Defense in depth’ strategy key to fight cyber threats, says Army NOSC deputy
If there’s one constant theme heard in many of the sessions at LandWarNet 2008, it is network security. One of the concepts that network security administrators have at their disposal is similar to the traditional Army’s “defend in depth” strategy, which is a defense designed to withstand repeated enemy incursions, versus forward defense, which is a single line of defenders that can be more easily pierced by an overwhelming force.
“Defense in depth is a crucial concept in securing information assets,” said Lt. Col. Glenn Herrin, deputy commander of the U.S. Army Network Operations and Security Center, speaking in a track session at the conference. “It’s a proactive approach to thinking about security from the inside out. The best available information assurance products have inherent weaknesses; it is only a matter of time before an adversary will find and exploit a vulnerability.
“An effective countermeasure is to deploy multiple defense mechanisms between the adversary and his target. Each of these defenses must present unique obstacles to the adversary. Each should include protection and detection measures, and complement while not duplicating each other.
“Defense in depth is a process, not a product. Security continues to be an on-going process. Constant vigilance and user awareness play equally important roles in building the best security posture for the enterprise network.”
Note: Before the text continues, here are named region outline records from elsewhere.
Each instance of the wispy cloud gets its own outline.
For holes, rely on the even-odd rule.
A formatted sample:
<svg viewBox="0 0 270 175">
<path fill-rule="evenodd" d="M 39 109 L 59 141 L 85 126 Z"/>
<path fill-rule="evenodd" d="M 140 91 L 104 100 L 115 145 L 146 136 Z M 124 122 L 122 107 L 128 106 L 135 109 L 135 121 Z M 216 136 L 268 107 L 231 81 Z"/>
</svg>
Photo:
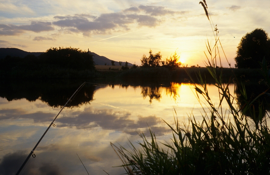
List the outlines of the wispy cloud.
<svg viewBox="0 0 270 175">
<path fill-rule="evenodd" d="M 33 41 L 40 41 L 44 40 L 51 40 L 53 41 L 55 40 L 52 38 L 44 37 L 43 36 L 36 36 L 33 39 Z"/>
<path fill-rule="evenodd" d="M 14 47 L 19 47 L 22 48 L 27 47 L 27 46 L 25 45 L 13 44 L 6 41 L 0 40 L 0 48 L 10 48 Z"/>
<path fill-rule="evenodd" d="M 164 21 L 163 18 L 166 15 L 184 12 L 174 11 L 160 6 L 141 5 L 121 12 L 101 14 L 98 16 L 84 14 L 58 15 L 53 17 L 51 22 L 32 21 L 30 25 L 20 25 L 0 24 L 0 35 L 19 35 L 27 31 L 35 32 L 53 31 L 55 27 L 61 28 L 64 33 L 81 33 L 87 36 L 111 34 L 115 31 L 128 31 L 134 25 L 139 27 L 154 27 Z M 37 36 L 33 40 L 52 39 Z"/>
<path fill-rule="evenodd" d="M 232 11 L 235 11 L 241 8 L 241 7 L 240 7 L 240 6 L 238 6 L 238 5 L 233 5 L 231 7 L 228 7 L 227 8 L 228 8 L 229 10 L 230 10 Z"/>
<path fill-rule="evenodd" d="M 51 26 L 51 23 L 41 21 L 32 21 L 29 25 L 0 24 L 0 35 L 18 35 L 26 31 L 38 33 L 54 30 Z"/>
</svg>

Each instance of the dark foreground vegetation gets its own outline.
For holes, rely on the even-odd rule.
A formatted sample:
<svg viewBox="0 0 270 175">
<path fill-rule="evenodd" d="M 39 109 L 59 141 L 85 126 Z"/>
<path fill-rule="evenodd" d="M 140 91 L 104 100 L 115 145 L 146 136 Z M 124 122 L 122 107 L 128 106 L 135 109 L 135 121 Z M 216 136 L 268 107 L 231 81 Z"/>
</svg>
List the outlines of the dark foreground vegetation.
<svg viewBox="0 0 270 175">
<path fill-rule="evenodd" d="M 150 139 L 140 134 L 142 141 L 138 143 L 139 148 L 131 143 L 131 149 L 111 143 L 127 174 L 270 173 L 270 130 L 267 123 L 269 119 L 269 109 L 264 110 L 269 106 L 270 96 L 270 70 L 267 61 L 264 57 L 259 63 L 262 71 L 260 77 L 263 78 L 259 94 L 250 95 L 244 83 L 235 73 L 230 74 L 231 78 L 224 82 L 221 78 L 226 73 L 224 71 L 226 69 L 219 72 L 215 64 L 220 59 L 215 51 L 219 50 L 219 47 L 221 50 L 222 47 L 218 29 L 211 20 L 206 1 L 200 3 L 214 34 L 215 32 L 216 44 L 213 48 L 207 46 L 209 54 L 207 71 L 218 89 L 220 103 L 214 104 L 211 101 L 204 80 L 208 76 L 199 74 L 199 83 L 195 84 L 187 71 L 198 97 L 206 102 L 207 110 L 203 109 L 205 113 L 202 114 L 202 122 L 199 123 L 191 114 L 188 125 L 182 127 L 176 116 L 175 126 L 168 124 L 172 133 L 172 142 L 169 143 L 158 142 L 154 131 L 150 130 Z M 237 85 L 241 98 L 230 92 L 228 86 L 232 82 Z M 223 102 L 226 102 L 225 106 Z"/>
</svg>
One of the keys to such a defense is taking advantage of multiple security techniques like authentication, password security, anti-virus software, firewalls and intrusion detection systems to mitigate the risk of one component of the defense being compromised or circumvented.
“Putting these things in series is not always the best,” explained Herrin. “You don’t put three intrusion detection systems in a row. If they get through the first layer of barbed wire, they can get through the others.”
Herrin also emphasized that the hurdles to defending networks are not always addressed just by adding new tools.
“What’s more important is who is in control of these tools, and how they are using them,” Herrin said.